श्रीमहादेव उवाच । भविष्यति न संदेहस्तव पुत्रः सुशोभने । यादृक्त्वया महाभागे प्रार्थितस्तद्विशेषतः

Śrī Mahādeva sprach: „O Strahlende, ohne Zweifel wirst du einen Sohn haben. O Glückselige, er wird in jeder Hinsicht genau so sein, wie du, o Hochbegnadete, ihn erbeten hast.“

Verse 9

अन्यापि मानुषी याऽत्र वाप्यां स्नात्वा समाहिता । पञ्चम्यां वत्सरं यावच्छुक्लपक्षे ह्युपस्थिते । पूजयिष्यति मल्लिंगं यच्चाद्य स्थापितं त्वया

„Auch jede andere Frau, die, gesammelt im Geist, hier in diesem heiligen Teich badet und am fünften Mondtag der hellen Monatshälfte, ein volles Jahr lang fortwährend, den Malliṅga verehrt, den du heute hier errichtet hast,—“

Verse 10

साथ लप्स्यति सत्पुत्रं दत्त्वा फलमनुत्तमम् । या च दौर्भाग्यसंयुक्ता तृतीयादिवसेऽत्र वै

„—sie wird einen tugendhaften Sohn erlangen und eine unvergleichliche Frucht empfangen.

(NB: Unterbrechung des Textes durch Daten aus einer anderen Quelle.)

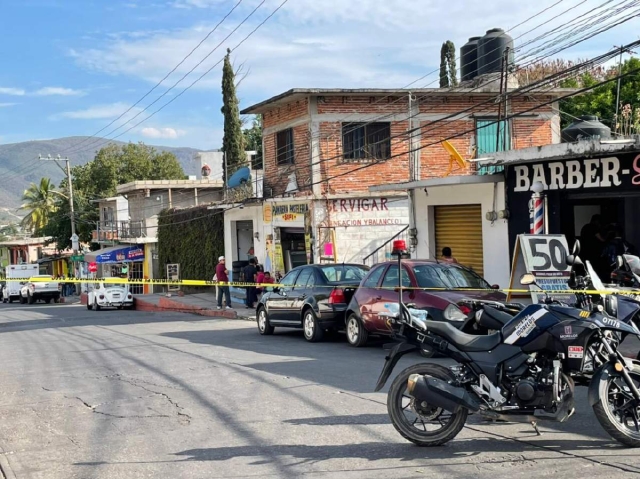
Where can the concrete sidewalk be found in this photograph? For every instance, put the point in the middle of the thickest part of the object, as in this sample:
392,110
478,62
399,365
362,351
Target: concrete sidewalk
203,304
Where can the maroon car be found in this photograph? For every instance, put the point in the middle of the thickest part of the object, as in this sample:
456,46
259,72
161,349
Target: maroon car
380,287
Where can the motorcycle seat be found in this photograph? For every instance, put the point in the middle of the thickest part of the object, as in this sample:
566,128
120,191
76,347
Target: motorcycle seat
464,342
493,318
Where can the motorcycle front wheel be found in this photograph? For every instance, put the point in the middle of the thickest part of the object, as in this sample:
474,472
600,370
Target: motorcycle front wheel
420,423
617,411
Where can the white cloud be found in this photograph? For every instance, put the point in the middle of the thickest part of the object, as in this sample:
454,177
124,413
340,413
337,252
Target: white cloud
59,91
11,91
167,133
98,112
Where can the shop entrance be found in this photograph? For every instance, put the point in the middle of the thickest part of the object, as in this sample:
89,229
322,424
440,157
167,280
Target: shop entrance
293,250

Und jede Frau, die vom Unglück bedrängt ist, wenn sie am dritten Mondtag (Tṛtīyā) und an ähnlichen Tagen hierher kommt,—“

Verse 11

स्नात्वाऽत्र सलिले पश्चान्मल्लिंगं पूजयिष्यति । सा सौभाग्य समोपेता वर्षांते च भविष्यति

Nachdem sie hier in diesen Wassern gebadet und danach den Malliṅga verehrt hat, wird sie mit Glück und Gunst erfüllt sein—wahrlich, bis zum Ende des Jahres wird es so geschehen.

Verse 12

यः पुनः पुरुषश्चात्र स्नात्वा मां पूजयिष्यति । सकामो लप्स्यते कामान्विकामो मोक्षमेव च

Ferner: Jeder Mann, der hier badet und Mich verehrt—hat er Wünsche, erlangt er die gewünschten Ziele; ist er wunschfrei, erlangt er allein Moksha, die Befreiung.

Verse 13

एवमुक्त्वा महादेवस्ततश्चादर्शनं गतः । साऽपि लेभे सुतं व्यासात्कपिंजलमिति श्रुतम्

Nachdem Mahādeva so gesprochen hatte, entschwand er dem Blick. Und auch sie empfing von Vyāsa einen Sohn—wie man hört, mit Namen Kapiñjala.

Verse 14

यादृक्तेन पुरा प्रोक्तो देवदेवेन शूलिना । येनैव स्थापिता चात्र देवी केलीवरी पुरा । सर्वसिद्धिप्रदा लोके तत्र याऽराधिता पुरा

So wie es einst vom Gott der Götter, dem dreizacktragenden Herrn, verkündet wurde—von dem, der in alter Zeit hier die Göttin Kelīvarī eingesetzt hat—, so ist auch jene Göttin, die dort seit jeher verehrt wurde, in der Welt bekannt als Spenderin aller Siddhis und aller Vollkommenheiten.